How to Cure a Dry Tongue – Ten Tips for Treating a Dry Tongue

Millions of older people have a chronic problem with dry tongue. Making it harder to talk and to eat, dry tongue and dry mouth can become a truly serious disability when they cause gum infections and mouth sores. Most of the time a dry tongue is due to a dental issue.

When teeth fall out or break off and are not replaced, one of the lips may pull back, leaving a little gap. The constant flow of air through the crack between the lips, especially at night, dries out the tongue and the lining of the mouth. Tiny fissures provide a home for infectious bacteria, and new infections can cause further tooth loss making the condition even worse.

There is no simple cure for this kind of dry tongue, but there are things that can be done to make living with the condition easier. Here are ten suggestions.

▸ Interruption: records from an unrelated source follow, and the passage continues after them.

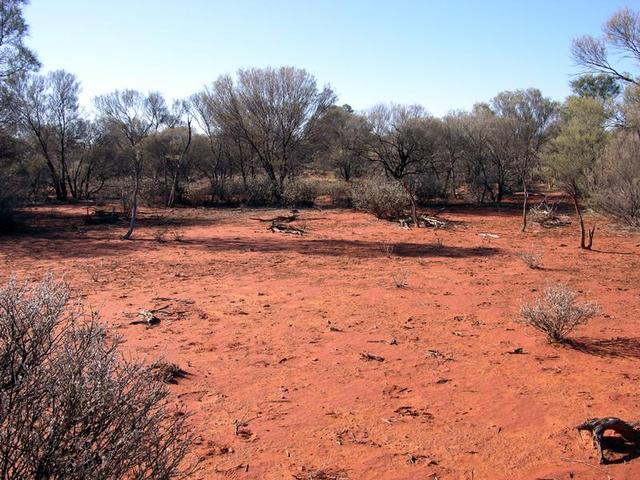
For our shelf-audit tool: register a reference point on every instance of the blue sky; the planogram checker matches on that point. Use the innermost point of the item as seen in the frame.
(442, 54)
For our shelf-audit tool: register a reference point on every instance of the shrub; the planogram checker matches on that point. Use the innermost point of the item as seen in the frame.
(380, 197)
(260, 192)
(532, 260)
(70, 406)
(300, 193)
(617, 186)
(341, 193)
(557, 313)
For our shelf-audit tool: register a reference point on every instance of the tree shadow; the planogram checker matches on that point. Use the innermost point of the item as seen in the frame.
(614, 253)
(618, 347)
(96, 245)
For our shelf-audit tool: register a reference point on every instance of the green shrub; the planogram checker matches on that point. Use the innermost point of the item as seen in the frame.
(381, 197)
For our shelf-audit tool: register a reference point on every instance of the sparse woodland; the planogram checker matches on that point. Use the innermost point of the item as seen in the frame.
(274, 137)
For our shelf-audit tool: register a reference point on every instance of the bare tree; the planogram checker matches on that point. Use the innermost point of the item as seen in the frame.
(46, 110)
(15, 57)
(135, 116)
(572, 155)
(401, 143)
(341, 136)
(70, 406)
(621, 39)
(276, 112)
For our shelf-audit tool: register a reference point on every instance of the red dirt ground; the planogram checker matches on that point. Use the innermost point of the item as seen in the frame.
(271, 327)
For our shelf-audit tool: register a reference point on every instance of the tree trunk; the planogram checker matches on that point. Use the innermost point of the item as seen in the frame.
(525, 205)
(584, 243)
(414, 207)
(134, 200)
(174, 185)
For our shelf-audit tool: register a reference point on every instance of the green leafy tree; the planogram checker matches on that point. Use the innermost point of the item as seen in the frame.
(573, 153)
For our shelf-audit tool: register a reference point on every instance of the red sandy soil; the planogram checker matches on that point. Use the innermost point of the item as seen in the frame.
(271, 327)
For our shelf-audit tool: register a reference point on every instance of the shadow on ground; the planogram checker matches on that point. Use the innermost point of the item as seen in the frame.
(621, 347)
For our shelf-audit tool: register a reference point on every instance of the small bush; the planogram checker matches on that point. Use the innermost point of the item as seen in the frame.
(557, 313)
(341, 194)
(260, 192)
(70, 406)
(380, 197)
(160, 235)
(401, 279)
(300, 193)
(532, 260)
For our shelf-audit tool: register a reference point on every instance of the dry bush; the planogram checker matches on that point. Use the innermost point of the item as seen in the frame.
(557, 313)
(70, 406)
(160, 235)
(546, 215)
(401, 279)
(177, 235)
(532, 260)
(387, 248)
(301, 192)
(380, 197)
(166, 372)
(617, 186)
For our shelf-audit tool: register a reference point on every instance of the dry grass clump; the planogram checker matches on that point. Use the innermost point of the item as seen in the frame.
(401, 279)
(166, 372)
(532, 260)
(557, 313)
(321, 474)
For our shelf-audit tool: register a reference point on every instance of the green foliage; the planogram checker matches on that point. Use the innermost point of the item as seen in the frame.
(599, 86)
(580, 141)
(385, 199)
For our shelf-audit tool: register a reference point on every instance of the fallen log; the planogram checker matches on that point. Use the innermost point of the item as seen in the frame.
(597, 426)
(284, 228)
(279, 219)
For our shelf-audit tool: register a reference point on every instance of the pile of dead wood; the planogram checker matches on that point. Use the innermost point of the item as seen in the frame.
(629, 432)
(425, 221)
(100, 217)
(546, 215)
(281, 224)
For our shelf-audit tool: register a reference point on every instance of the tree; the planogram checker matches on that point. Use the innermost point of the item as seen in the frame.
(527, 117)
(71, 406)
(134, 116)
(401, 143)
(573, 153)
(276, 112)
(46, 109)
(621, 38)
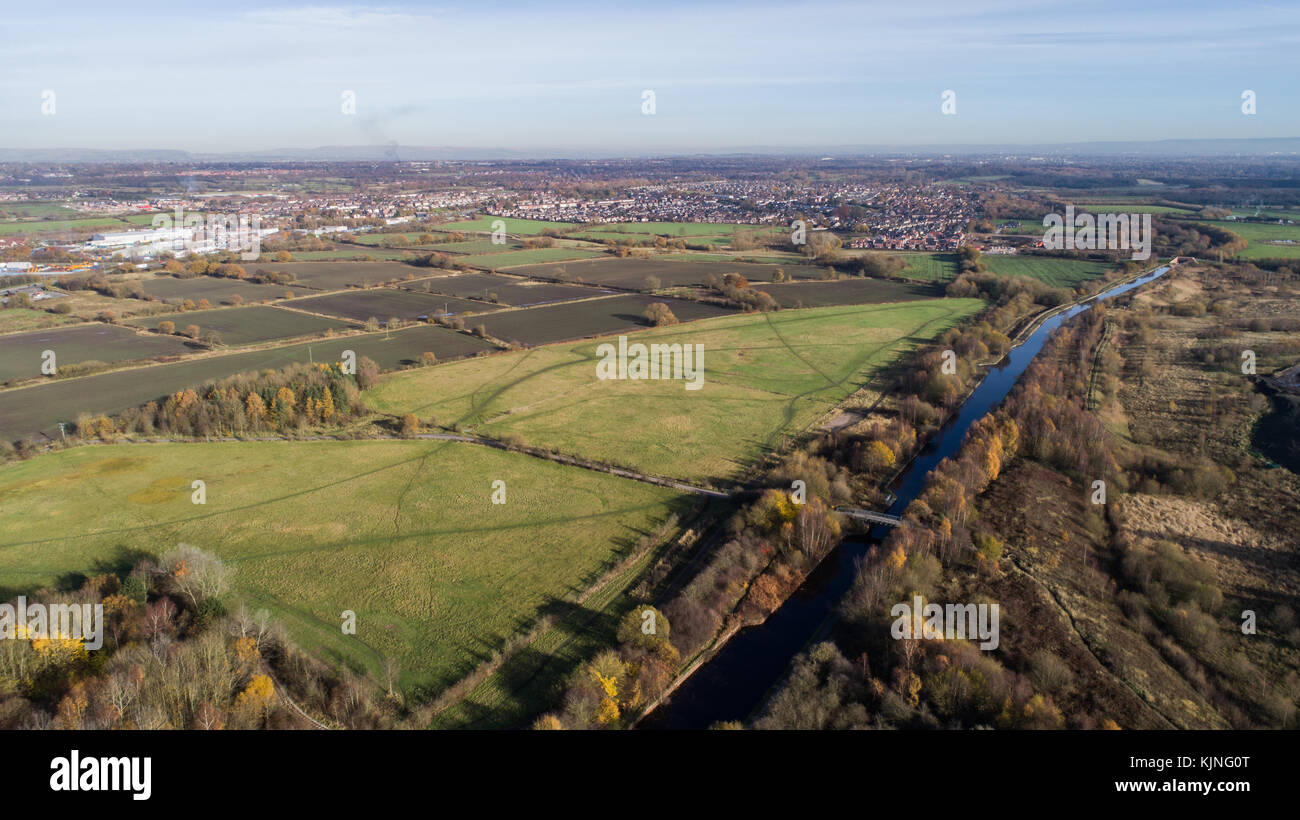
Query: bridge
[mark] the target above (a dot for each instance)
(870, 515)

    1. Drink tiny sips of water as often as possible. If it is difficult for you to go to the bathroom to urinate, it’s important to put the emphasis on “tiny.” It only takes a little water to moisten the tongue and mouth, and it’s not even necessary to swallow.

    2. Try over-the-counter saliva substitutes such as Aquoralâ„¢, Caphosol®, Entertainer’s Secret®. Some of these products require that you wait 30 minutes before eating or drinking anything else after administration. Try just a little bit of the product first to make sure you are not allergic to any of its components.

    3.If you are diabetic, take special care to keep your blood sugar levels well controlled. Any blood sugar reading over 180 mg/dl (10 mmol/L), even for a few hours, can damage the nerves that control the salivary glands that keep the tongue and mouth moist.

    4. If you have severe mouth pain without obvious signs of sores or infection, you may have burning mouth syndrome. This may be a side effect of a mediation, or indicate a zinc deficiency. Don’t take more than 50 mg of zinc a day, and make sure your supplement contains copper as well as zinc.

    5. Make your dentures fit. If your dentures cause one jaw to jut in front of the other, you will tend to have to deal with both dry mouth and dry tongue.

    6. Make sure your denture cream keeps your dentures in place, for the same reason.

    7. If dry tongue occurs shortly after starting a new medication for high blood pressure, Parkinson’s disease, diabetes, anxiety, depression, or memory loss, see your doctor about the correct dosage.

    8. Avoid caffeinated beverages. They stimulate the nerves that “turn off” salivation.

    9. If your diet permits, don’t be afraid of salty food. If your tongue is not raw or sore, salt in your food will increase salivation and moisten your mouth.

    10. If you have a sleeping partner, find out whether you snore or possibly suffer sleep apnea. Treating sleep apnea will often cure dry tongue and prevent many other serious health issues.